This lets you, as an application developer, decide the concrete details of how such libraries behave. Don't want your math library to cache to disk? Give it an allocating writer[0] instead of a file writer. Want to use an library with async functionality on an embedded system without multi threading? Pass it a single threaded io[1] runtime instance, implement the io interface yourself as is best for your target.

Of course someone has to decide implementation details. The choices made in designing Zig tend to focus on giving library authors useful abstractions thst give application authors meaningful control over important decisions for their application.

[0] https://ziglang.org/documentation/master/std/#std.Io.Writer....

[1] https://ziglang.org/documentation/master/std/#std.Io.Threade...


This is also why function coloring is not a problem, and is in fact desirable a lot of the time.

The problem with function coloring is that it makes libraries difficult to implement in a way that's compatible with both sync and async code.

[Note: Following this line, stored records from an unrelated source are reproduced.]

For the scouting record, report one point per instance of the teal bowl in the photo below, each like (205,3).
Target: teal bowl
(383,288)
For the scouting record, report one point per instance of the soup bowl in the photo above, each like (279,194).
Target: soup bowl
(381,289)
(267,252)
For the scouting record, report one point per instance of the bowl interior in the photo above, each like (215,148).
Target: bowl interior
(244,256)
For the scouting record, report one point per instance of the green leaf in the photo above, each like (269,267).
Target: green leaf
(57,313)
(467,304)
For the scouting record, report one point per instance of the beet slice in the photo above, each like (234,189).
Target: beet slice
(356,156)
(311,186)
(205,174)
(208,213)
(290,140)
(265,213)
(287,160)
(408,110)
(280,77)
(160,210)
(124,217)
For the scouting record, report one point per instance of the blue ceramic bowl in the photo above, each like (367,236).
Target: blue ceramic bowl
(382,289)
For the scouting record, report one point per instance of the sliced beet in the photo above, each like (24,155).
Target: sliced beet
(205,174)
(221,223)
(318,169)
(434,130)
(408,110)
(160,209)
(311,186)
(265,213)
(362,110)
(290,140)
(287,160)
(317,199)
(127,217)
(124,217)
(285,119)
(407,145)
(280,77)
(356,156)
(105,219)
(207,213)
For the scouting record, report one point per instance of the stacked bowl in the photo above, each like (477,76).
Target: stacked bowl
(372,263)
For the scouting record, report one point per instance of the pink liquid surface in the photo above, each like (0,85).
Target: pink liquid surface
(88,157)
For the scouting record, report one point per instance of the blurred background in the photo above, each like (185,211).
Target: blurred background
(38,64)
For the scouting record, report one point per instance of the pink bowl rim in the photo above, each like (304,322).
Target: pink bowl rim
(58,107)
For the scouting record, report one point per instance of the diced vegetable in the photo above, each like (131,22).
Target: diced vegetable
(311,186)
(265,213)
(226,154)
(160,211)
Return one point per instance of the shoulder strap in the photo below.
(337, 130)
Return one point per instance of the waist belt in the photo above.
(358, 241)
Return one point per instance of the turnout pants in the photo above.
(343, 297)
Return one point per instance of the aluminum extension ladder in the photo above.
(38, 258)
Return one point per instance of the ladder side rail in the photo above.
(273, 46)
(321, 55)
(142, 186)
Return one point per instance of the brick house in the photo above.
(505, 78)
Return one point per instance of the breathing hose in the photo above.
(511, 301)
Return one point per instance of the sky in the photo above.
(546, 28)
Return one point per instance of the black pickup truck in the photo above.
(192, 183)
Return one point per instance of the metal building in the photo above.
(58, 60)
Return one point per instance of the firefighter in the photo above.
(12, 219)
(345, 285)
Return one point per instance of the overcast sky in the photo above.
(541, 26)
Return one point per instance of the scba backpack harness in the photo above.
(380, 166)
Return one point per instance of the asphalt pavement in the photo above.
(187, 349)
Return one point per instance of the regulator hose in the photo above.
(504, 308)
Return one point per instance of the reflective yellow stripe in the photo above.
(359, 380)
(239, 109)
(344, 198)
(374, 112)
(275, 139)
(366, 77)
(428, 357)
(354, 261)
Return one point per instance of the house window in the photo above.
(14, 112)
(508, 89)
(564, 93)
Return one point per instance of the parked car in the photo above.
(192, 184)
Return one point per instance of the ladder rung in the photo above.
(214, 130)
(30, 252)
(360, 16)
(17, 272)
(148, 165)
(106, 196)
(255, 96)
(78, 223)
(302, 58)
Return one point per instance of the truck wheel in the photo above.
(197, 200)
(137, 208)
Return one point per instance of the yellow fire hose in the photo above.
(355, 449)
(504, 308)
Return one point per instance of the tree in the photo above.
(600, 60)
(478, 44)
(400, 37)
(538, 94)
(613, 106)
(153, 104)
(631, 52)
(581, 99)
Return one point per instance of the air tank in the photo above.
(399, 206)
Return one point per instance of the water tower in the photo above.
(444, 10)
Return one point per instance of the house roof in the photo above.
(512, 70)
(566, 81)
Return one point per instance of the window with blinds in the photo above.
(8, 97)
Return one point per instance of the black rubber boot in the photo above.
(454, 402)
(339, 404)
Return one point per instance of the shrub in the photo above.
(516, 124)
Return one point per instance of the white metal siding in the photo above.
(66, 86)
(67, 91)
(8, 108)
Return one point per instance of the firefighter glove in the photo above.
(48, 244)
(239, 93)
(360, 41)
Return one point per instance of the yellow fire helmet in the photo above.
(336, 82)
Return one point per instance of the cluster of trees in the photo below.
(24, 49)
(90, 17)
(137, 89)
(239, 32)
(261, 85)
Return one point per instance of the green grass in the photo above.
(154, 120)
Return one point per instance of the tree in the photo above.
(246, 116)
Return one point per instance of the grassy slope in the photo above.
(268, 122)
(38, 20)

In Python, I needed to write both sync and async API clients for some HTTP thing where the logical operations were composed of several sequential HTTP requests, and doing so meant that I needed to implement the core business logic as a Generator that yields requests and accepts responses before ultimately returning the final result, and then wrote sync and async drivers that each ran the generator in a loop, pulling requests off, transacting them with their HTTP implementation, and feeding the responses back to the generator.

This sans-IO approach, where the library separates business logic from IO and then either provides or asks the caller to implement their own simple event loop for performing IO in their chosen method and feeding it to the business logic state machine, has started to appear as a solution to function coloring in Rust, but it's somewhat of an obtuse way to support multiple IO concurrency strategies.

On the other hand, I do find it an extremely useful pattern for testability, because it results in very fuzz-friendly business logic implementation, isolated side-effect code, and a very simple core IO loop without much room in it for bugs, so despite being somewhat of a pain to write I still find it desirable at times even when I only need to support one of the two function colors.


My opinion is that if your library or function is doing IO, it should be async - there is no reason to support "sync I/O".

Also, this "sans IO" trend is interesting, but the code boils down to a less ergonomic, more verbose, and less efficient version of async (in Rust). It's async/await with more steps, and I would argue those steps are not great.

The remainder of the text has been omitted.